À son arrivée aux Pays-Bas la semaine dernière pour entamer un master à l’université Radboud, Amira Al-Khatib a ressenti un mélange de soulagement et de chagrin. Cette jeune femme de 24 ans, originaire de Gaza, a obtenu une licence en génie des systèmes informatiques à l’université Al-Azhar de Gaza en 2025. Grâce à une bourse internationale, elle a pu quitter le territoire palestinien, mais le départ a été déchirant.
« Je suis très reconnaissante envers tous ceux qui m’ont soutenue, et pourtant quitter Gaza a été l’un des moments les plus difficiles que j’aie jamais vécus », a-t-elle confié depuis son nouveau logement à Nimègue. Pendant les deux dernières années, elle a étudié dans un environnement où la connexion Internet était loin d’être acquise.

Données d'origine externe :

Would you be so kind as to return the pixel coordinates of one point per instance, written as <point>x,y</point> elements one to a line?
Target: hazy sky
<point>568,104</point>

Le seul endroit où elle parvenait à capter un signal se situait sur le toit de sa maison. « J’ai réalisé mon projet de fin d’études avec des drones qui survolaient la zone, mettant la main sur le cœur toutes les quelques minutes, espérant survivre assez longtemps pour le terminer », se souvient-elle.
Un système éducatif en ruines
Le conflit entre Israël et le Hamas a profondément affecté l’ensemble du système éducatif de la bande de Gaza. Selon les informations disponibles, plus de 95 % des campus auraient été touchés par les combats. Les infrastructures scolaires et universitaires ont subi des dommages considérables, forçant les étudiants à chercher d’autres lieux pour étudier, quand ils parviennent à le faire. Nombre d’établissements ont dû développer l’enseignement en ligne, mais les coupures d’électricité et l’accès limité à Internet rendent cette solution difficile pour une grande partie de la population étudiante.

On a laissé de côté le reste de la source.